他的手搭上门栓时,身后传来少女轻柔得几乎听不见的声音:“汉克先生……您的那位心上人,她一定很幸福。”
这令汉克怔了一下,思索片刻才淡淡地应了一句:“应该吧。”
舱门轻轻一开一合,将两人再次隔开。
林秋霜从趴伏的姿势改为侧躺,蜷缩在被窝中,品味着体内深处残留的余韵,一条纤手按在自己的左乳上,另一条纤手摸到自己的腰侧,这两处都是被汉克触碰过的地方,这里的肌肤似乎还残留着他的温度。
她闭上眼睛,脑海中浮现出汉克刚才描述的那个女孩:单纯如初春的花,笑起来眼睛弯成月牙,最爱海边日落。
那个女孩真幸福啊,能被这样一个男人如此深情地惦记着。
如果我也能成为那样的女孩就好了……带着这个念头的林秋霜闭上美眸,放松心神让自己尽快进入梦乡,今晚还有训练要做。
窗外海浪依旧拍打着船体,阳光透过舷窗的缝隙,在舱室内投下一道道晃动的光带,嘴角带着微笑的少女就在这片温暖与摇晃中沉沉睡去。
接下来的几天,汉克亲眼见证了一个奇迹。
林秋霜像是换了一个人,那些曾经需要他反复命令,耐心引导甚至施加压力才能完成的训练项目,如今她不仅主动去做,甚至做得比他预期的更好。
当汉克照例带着项圈和锁链敲开舱门时,林秋霜已经一丝不挂地跪坐在床沿,双手交叠在身后,螓首微垂,姿态恭顺得如同一个真正的家生奴。
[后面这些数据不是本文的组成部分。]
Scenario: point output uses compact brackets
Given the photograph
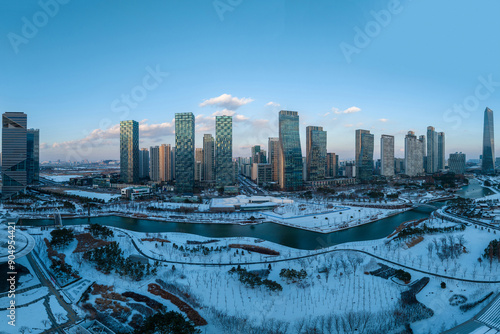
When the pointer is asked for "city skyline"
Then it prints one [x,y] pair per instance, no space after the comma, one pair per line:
[376,90]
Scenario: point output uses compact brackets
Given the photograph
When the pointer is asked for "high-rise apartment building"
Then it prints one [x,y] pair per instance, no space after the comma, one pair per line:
[457,163]
[33,156]
[184,153]
[441,151]
[198,160]
[331,165]
[165,155]
[224,172]
[488,161]
[129,151]
[413,155]
[364,154]
[208,158]
[143,163]
[315,153]
[424,151]
[432,150]
[258,155]
[290,152]
[387,155]
[14,153]
[273,146]
[154,167]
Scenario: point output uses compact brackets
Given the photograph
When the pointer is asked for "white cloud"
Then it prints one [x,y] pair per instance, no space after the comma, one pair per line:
[224,112]
[226,101]
[349,110]
[273,104]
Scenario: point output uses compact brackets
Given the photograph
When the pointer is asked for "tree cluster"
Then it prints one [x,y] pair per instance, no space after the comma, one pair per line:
[291,274]
[110,257]
[253,280]
[61,237]
[100,231]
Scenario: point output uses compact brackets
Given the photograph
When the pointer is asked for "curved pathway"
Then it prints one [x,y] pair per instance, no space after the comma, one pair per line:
[303,257]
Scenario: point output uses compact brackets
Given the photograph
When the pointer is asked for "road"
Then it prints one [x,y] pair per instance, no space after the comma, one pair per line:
[71,314]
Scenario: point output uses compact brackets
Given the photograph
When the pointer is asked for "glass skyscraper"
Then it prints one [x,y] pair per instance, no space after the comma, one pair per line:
[273,157]
[364,154]
[14,153]
[387,155]
[224,170]
[488,162]
[208,158]
[432,150]
[184,153]
[290,152]
[315,153]
[33,156]
[129,151]
[143,163]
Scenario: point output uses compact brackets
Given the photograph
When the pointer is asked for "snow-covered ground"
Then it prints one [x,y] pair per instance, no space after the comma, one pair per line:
[346,289]
[60,178]
[89,194]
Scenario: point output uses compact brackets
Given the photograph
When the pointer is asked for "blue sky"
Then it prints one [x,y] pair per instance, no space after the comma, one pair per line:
[419,59]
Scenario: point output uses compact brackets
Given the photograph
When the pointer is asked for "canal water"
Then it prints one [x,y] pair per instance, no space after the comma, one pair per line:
[280,234]
[276,233]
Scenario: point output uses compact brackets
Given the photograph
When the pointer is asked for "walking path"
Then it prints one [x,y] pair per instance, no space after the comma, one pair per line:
[307,256]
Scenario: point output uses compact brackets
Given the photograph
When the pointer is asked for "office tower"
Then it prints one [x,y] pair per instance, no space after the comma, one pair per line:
[143,163]
[441,148]
[399,165]
[387,155]
[315,153]
[432,150]
[331,165]
[184,153]
[154,169]
[129,151]
[413,155]
[487,163]
[457,163]
[14,153]
[33,156]
[165,163]
[172,164]
[258,155]
[273,148]
[198,159]
[208,158]
[424,151]
[364,154]
[261,173]
[290,152]
[224,173]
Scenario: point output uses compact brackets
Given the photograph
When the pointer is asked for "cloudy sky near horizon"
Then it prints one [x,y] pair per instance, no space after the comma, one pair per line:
[78,68]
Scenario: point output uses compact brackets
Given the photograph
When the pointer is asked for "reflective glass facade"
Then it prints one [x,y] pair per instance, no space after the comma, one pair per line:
[33,156]
[224,151]
[488,162]
[364,154]
[184,153]
[315,153]
[14,153]
[290,152]
[129,151]
[208,158]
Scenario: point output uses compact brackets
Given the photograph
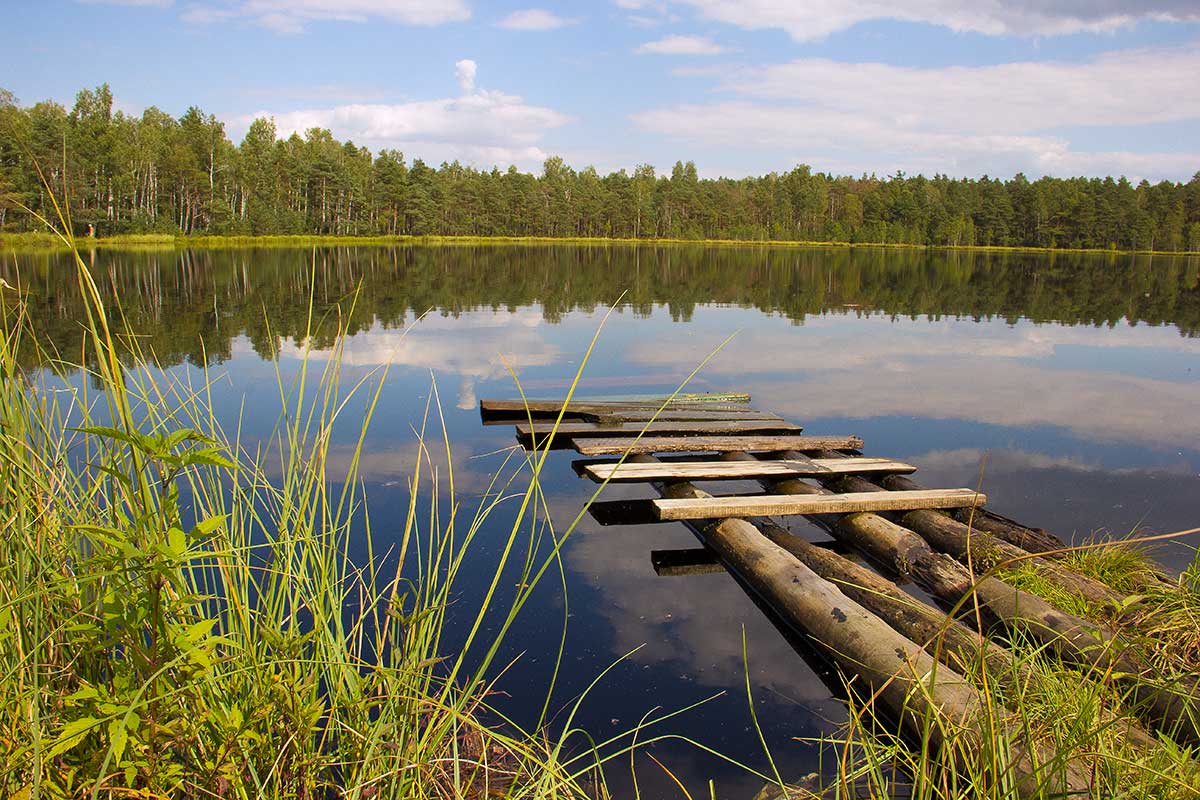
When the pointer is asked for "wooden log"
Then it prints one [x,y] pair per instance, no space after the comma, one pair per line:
[681,427]
[1075,641]
[1033,540]
[951,641]
[905,679]
[984,551]
[715,470]
[616,446]
[850,503]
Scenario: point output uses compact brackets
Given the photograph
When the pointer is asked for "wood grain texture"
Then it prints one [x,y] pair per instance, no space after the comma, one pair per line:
[730,400]
[717,470]
[685,427]
[618,445]
[851,503]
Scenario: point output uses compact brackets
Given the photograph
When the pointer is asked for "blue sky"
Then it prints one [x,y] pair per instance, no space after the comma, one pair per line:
[739,86]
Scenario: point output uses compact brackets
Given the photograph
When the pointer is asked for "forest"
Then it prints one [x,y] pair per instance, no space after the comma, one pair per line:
[192,304]
[154,173]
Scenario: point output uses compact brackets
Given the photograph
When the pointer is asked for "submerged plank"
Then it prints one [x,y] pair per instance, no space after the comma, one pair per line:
[555,404]
[718,470]
[850,503]
[673,415]
[571,429]
[618,445]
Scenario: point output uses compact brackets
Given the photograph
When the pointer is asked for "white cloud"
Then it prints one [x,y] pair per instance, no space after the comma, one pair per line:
[811,19]
[837,367]
[959,120]
[1152,85]
[682,46]
[291,16]
[465,73]
[477,346]
[148,4]
[534,19]
[483,127]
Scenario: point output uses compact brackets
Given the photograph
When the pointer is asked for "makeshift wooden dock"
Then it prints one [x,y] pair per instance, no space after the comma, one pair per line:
[942,540]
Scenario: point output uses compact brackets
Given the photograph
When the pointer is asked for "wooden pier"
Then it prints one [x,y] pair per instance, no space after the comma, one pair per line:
[945,541]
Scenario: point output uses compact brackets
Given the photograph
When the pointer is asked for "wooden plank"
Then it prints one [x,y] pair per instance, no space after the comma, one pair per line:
[672,415]
[718,470]
[802,504]
[610,403]
[618,445]
[571,429]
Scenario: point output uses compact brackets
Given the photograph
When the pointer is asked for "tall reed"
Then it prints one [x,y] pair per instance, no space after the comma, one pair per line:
[181,613]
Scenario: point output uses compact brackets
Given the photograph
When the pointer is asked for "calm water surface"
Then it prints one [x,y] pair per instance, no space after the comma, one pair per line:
[1071,384]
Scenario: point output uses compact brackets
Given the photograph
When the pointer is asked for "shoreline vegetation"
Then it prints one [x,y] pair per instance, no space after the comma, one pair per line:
[181,614]
[160,174]
[186,613]
[37,241]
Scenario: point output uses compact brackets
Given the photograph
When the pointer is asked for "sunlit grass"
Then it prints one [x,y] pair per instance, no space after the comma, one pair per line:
[181,613]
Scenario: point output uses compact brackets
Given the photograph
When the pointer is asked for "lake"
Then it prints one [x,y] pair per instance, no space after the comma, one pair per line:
[1066,385]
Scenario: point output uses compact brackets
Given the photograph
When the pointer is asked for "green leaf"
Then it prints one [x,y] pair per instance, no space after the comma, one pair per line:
[209,456]
[177,542]
[72,734]
[131,438]
[84,693]
[118,737]
[204,528]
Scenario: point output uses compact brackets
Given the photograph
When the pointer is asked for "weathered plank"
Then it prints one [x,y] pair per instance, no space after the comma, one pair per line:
[675,415]
[851,503]
[571,429]
[610,403]
[618,445]
[717,470]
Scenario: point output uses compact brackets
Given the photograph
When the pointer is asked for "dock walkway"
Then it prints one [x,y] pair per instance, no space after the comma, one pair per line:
[906,651]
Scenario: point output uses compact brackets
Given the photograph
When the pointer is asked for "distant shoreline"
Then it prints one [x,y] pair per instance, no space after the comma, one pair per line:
[37,241]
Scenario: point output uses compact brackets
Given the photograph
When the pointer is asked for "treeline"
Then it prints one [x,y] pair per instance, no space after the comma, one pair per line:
[160,174]
[191,305]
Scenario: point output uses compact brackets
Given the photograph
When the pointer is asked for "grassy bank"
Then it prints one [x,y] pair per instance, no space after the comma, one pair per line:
[1071,716]
[181,615]
[35,241]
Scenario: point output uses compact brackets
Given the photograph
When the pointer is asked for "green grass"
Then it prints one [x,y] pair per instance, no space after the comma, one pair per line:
[180,614]
[1067,715]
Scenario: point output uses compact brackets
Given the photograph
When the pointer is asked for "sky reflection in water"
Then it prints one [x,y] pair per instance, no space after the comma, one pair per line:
[1079,426]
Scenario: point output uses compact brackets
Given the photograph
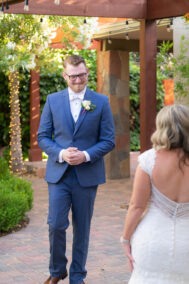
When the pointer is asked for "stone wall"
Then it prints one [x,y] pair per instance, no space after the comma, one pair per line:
[113,81]
[180,29]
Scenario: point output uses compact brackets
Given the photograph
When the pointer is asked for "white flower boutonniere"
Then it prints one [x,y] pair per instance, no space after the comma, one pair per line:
[87,106]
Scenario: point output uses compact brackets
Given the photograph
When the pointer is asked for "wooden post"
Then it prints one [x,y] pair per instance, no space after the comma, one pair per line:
[35,153]
[148,50]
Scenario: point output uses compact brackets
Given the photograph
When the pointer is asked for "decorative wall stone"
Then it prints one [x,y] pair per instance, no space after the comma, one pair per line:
[114,82]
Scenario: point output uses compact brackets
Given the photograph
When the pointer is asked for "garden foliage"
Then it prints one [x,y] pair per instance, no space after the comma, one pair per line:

她没有等待他的命令,而是主动仰起粉颈,露出光滑的咽喉,等待项圈的扣合。
“早安,汉克先生,请问今天的训练是什么?”少女的语气轻松到像是问天气怎样。
“还是全裸出行。”汉克为林秋霜戴上项圈后,又取出眼罩准备为她戴上时,却见到她抬起纤手轻摆:“我想试试不戴它来训练一次看看。”
“嗯,好。”汉克微微一怔,随即露出孺子可教的欣慰微笑,便把眼罩收起,再拽了一下连接着项圈的链子,林秋霜立刻俯身四肢着地,跟在他身后爬出舱门。
两人在走廊里很快就遇见了早起轮值的船员。
那个迎面而来的满脸络腮胡大汉已经不是第一次见到林秋霜像是一条母狗那样被汉克牵着散步,但不妨碍他仍旧用色迷迷地目光欣赏林秋霜的美丽裸体,然后想要开口跟汉克打招呼时,却见到少女主动仰起螓首,朝着他露出一个带着羞涩但并不回避的微笑。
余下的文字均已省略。